OPINION
ROSS DOUTHAT
Kamala
Harris and the Audacity of Desperation
July 27,
2024
Ross Douthat
By Ross
Douthat
Opinion
Columnist
https://www.nytimes.com/2024/07/27/opinion/kamala-harris-democrats.html
Across
Donald Trump’s presidency, the American establishment achieved an unprecedented
level of ideological unity and conformity — first in opposition to Trump
himself, and then in the embrace of progressive ideology, in the “Great
Awokening” that reached a crescendo in the hotter months of 2020.
Since then
we’ve watched cracks spread throughout this edifice, dividing groups and
institutions that once seemed to move in lock step. These fault lines include
the split between a more ideological academic culture, where wokeness seems
entrenched, and corporate and media realms, where its hold has somewhat
weakened. They include the divisions between donors, university administrators
and activists exposed and heightened by the Hamas attacks and the Israel-Gaza
war. They include the struggle over Joe Biden’s fitness to run again, in which
the liberal intelligentsia and the Democratic Party were temporarily at war,
and the emergence of new right-leaning factions within the American elite.
But now,
with the surge of support for Kamala Harris’s candidacy, you can sense an
effort to overcome these divisions, to reassert the establishment’s anti-Trump
consensus, to recover the unity of 2020 and put the full power of what Nate
Silver once called the “indigo blob” at the presumptive Democratic nominee’s
disposal.
This means
money: a surge of tens of millions of dollars into Democratic coffers. It means
star power, whether through endorsements or just associations: Olivia Rodrigo
and George Clooney, Charli XCX and Beyoncé. It means soft-focus media
treatments and even the updating of inconvenient language, as Axios did when it
corrected a past reference to Harris as the Biden administration “border czar”

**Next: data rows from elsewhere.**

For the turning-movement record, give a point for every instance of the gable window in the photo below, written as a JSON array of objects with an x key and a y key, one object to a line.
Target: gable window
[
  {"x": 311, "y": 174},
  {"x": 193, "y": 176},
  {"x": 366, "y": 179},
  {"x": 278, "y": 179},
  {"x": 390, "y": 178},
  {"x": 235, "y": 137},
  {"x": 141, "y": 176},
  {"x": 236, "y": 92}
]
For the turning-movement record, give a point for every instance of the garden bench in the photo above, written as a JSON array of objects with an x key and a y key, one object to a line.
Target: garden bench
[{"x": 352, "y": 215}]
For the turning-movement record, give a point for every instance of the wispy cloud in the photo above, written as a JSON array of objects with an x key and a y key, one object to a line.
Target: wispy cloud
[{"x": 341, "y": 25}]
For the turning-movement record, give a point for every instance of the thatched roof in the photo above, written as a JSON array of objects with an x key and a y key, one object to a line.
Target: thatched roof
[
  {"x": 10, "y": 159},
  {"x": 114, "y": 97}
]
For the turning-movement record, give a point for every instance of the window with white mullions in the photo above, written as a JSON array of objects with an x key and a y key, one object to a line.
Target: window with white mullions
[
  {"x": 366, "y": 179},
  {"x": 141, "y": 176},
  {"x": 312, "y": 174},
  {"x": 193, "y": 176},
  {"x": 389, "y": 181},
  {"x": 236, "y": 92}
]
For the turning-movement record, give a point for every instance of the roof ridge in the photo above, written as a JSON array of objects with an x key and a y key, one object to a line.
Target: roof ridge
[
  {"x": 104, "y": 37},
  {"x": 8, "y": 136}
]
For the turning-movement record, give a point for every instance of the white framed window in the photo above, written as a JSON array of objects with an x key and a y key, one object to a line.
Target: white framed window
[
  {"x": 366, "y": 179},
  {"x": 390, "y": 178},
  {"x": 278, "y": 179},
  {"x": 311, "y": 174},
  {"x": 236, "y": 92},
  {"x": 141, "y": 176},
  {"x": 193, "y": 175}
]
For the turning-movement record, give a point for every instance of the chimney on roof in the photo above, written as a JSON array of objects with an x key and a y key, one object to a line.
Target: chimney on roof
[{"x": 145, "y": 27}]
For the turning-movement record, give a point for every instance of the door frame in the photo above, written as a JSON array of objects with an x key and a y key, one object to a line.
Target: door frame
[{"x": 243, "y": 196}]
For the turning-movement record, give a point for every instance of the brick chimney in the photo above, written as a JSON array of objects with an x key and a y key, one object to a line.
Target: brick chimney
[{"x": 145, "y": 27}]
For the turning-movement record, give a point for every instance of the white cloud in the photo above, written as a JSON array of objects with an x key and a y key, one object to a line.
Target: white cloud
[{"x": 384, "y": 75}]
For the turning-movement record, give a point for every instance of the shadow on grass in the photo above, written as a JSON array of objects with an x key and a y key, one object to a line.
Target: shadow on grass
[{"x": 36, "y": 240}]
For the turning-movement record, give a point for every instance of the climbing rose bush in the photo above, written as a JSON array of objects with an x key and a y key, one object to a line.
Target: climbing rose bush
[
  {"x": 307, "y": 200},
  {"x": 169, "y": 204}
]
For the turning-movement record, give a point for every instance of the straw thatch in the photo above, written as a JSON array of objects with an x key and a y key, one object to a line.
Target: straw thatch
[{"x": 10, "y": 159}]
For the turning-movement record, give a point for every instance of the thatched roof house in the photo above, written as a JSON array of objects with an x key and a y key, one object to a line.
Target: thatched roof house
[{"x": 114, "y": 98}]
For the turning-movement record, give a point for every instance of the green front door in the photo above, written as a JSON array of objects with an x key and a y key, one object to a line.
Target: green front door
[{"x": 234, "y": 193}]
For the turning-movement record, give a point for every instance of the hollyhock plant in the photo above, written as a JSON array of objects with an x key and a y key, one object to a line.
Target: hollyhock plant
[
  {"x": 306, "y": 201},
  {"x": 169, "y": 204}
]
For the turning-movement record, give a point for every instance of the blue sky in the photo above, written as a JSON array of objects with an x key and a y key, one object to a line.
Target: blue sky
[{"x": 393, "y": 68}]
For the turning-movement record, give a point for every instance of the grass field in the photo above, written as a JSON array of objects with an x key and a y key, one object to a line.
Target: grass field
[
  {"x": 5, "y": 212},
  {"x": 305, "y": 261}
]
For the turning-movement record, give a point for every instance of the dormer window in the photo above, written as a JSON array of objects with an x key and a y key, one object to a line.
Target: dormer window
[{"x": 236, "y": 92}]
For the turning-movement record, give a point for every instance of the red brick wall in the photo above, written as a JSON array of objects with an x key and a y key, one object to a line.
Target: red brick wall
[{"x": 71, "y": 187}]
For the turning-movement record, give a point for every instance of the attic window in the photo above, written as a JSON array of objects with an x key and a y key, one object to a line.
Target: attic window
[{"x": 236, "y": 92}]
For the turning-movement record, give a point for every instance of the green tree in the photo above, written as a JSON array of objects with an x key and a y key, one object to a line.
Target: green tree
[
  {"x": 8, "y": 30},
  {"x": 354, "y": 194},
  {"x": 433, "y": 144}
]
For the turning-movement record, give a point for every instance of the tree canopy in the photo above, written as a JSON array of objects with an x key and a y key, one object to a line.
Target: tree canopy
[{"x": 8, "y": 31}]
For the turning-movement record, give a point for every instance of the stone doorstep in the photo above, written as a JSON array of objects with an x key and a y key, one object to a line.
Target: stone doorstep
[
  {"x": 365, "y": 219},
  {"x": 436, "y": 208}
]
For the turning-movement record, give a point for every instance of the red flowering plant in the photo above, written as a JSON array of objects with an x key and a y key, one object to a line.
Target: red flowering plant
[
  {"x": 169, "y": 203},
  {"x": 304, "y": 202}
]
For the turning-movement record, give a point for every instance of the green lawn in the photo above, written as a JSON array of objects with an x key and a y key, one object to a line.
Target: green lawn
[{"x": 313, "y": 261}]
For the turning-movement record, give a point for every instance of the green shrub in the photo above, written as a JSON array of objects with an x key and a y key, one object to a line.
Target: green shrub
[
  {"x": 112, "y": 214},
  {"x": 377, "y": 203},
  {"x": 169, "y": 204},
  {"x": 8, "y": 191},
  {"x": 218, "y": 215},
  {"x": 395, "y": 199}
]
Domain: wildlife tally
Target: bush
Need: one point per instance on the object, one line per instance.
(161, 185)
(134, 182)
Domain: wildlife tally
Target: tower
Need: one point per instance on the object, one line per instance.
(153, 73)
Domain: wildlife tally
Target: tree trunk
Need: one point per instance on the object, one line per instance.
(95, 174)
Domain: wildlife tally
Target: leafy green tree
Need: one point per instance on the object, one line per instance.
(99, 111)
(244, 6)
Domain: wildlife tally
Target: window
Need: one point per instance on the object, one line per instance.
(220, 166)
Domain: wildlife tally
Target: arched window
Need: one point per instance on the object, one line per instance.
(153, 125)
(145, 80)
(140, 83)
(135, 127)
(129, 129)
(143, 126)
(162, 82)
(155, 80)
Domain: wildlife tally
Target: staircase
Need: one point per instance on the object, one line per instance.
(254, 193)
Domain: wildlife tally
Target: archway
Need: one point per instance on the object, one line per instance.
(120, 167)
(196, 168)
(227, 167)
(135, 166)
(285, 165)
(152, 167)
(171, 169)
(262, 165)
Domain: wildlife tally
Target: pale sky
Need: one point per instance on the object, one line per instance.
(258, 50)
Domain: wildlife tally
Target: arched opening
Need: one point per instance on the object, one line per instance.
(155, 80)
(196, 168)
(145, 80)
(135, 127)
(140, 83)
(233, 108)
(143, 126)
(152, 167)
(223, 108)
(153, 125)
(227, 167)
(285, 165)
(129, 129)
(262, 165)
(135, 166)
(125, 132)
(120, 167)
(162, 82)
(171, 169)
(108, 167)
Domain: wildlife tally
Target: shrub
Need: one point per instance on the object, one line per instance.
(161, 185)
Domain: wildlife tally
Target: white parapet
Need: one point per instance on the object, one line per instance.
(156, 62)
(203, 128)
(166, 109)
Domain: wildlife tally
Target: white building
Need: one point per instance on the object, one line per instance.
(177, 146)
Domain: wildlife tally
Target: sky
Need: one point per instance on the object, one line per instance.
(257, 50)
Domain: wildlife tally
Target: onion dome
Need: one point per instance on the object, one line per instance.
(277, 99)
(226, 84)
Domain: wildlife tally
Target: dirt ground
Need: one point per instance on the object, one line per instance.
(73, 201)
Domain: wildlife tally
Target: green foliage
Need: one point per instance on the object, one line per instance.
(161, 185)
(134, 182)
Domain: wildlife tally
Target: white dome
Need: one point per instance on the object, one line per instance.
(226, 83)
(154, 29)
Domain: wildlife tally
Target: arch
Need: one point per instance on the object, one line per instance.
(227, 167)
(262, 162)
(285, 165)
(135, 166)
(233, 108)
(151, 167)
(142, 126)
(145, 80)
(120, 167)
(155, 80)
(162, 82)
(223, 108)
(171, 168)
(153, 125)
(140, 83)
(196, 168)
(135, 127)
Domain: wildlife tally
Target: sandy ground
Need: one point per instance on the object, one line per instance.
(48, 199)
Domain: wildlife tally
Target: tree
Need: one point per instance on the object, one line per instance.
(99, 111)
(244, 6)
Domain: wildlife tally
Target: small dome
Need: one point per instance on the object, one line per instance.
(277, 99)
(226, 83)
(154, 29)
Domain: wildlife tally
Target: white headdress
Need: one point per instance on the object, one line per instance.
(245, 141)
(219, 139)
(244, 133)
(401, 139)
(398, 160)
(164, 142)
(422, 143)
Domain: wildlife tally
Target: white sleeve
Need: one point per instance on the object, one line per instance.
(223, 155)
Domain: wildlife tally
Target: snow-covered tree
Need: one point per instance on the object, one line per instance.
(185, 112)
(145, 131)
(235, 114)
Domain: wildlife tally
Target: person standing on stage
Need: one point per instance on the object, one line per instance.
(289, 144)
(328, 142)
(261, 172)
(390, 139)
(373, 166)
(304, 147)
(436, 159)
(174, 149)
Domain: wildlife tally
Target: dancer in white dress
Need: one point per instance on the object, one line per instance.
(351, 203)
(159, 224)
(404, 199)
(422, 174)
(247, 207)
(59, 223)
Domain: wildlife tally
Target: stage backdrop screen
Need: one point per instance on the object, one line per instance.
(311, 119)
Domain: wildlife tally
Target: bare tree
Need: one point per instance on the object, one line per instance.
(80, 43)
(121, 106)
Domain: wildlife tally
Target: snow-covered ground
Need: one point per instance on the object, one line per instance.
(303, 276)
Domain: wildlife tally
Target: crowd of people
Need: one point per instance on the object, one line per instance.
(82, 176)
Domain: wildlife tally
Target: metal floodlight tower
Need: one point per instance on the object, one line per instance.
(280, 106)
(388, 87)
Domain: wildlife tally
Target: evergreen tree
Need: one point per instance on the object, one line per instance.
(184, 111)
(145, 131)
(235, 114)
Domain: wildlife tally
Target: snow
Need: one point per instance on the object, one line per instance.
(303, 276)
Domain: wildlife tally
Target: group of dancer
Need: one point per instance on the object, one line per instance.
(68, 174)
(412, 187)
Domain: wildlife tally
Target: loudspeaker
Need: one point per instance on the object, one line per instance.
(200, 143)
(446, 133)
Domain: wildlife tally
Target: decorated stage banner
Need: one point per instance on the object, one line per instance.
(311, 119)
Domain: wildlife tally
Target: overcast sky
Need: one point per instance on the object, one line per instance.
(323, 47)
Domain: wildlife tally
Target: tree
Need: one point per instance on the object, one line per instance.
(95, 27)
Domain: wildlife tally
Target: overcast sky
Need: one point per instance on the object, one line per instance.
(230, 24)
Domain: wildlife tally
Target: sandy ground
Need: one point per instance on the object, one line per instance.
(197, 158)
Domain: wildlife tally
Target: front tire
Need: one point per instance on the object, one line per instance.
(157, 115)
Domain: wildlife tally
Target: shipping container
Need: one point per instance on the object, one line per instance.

amid conservative criticism of her role in immigration policy. It means
squelching any chance of an intra-Democratic conflict or a convention fight,
while delivering hype from every corner, from liberals to ex-Republicans to
TikTok users, in an attempt to gild the Harris candidacy with the magic of
Obamamania.
What the
Kamalamentum effort shares with that 2008 phenomenon is one of Barack Obama’s
favorite words: “audacity.” But not the audacity of hope this time, so much as
the audacity of desperation — a sense that in this late hour the only hope for
stopping Trump is to set aside all differences, bury all doubts and present
Harris to the world not as an unhappy default but as a potentially
transformative candidate, the kind that any Trump opponent should have wanted
all along.
This is
especially audacious because the agony that the Democrats only just escaped,
the disgraceful attempt by Biden’s inner circle to prop him up through one more
campaign cycle, was itself a direct response to a consensus among savvy
political observers that Harris was an exceptionally poor candidate, exactly
the wrong person to set against Trump, not another Obama but a liberal answer
to Dan Quayle.
The speed at
which this consensus shifted should not exactly be surprising; we just watched,
after all, the rapid dissolution of a shared liberal reality in which Biden’s
aging was at most a minor problem magnified by Fox News and Republican
disinformation efforts. Just as that consensus turned out to be a fond
delusion, perhaps the underestimation of Harris will look unmoored from reality
in hindsight. Even poor Quayle might have outperformed his reputation if
someone had only given him a chance.
But the
basic facts that made Harris seem like a dubious choice remain. She is a
politician who built her career inside a liberal state where what matters is
winning over Democratic Party elites and liberal-leaning voters, not the
conservative-leaning independent voters she needs to persuade now. She flopped
completely in her bid for national office in 2020 and was rescued and elevated
only by the exigencies of George Floyd-era progressive politics. As vice
president she has no notable successes, no impressive portfolio, and her
struggles and miscues have inspired comparisons to HBO’s “Veep” for a reason.
Today she
occupies an odd position as presumptive nominee, having succeeded in neither of
the traditional means of ascent: She won no primaries or caucuses, and no
smoke-filled room of Democratic grandees agreed on her electability. Democrats
have made their peace with her nomination, but they are making a virtue of
necessity, not crowning a victor or rewarding a great success.
That
necessity has brought us to a double test. For Harris herself, the question is
whether she can rise to the occasion, conduct outreach more effectively than
the current president has, shed her Quaylian baggage and show skills that even
her allies have worried that she lacks.
For the
establishment rallying around her, the question is whether the united front
that’s contained Trump but failed to bury him has enough remaining juice,
enough potency in spite of its divisions, to achieve a great and heretofore
unlikely seeming feat: making Kamala Harris happen.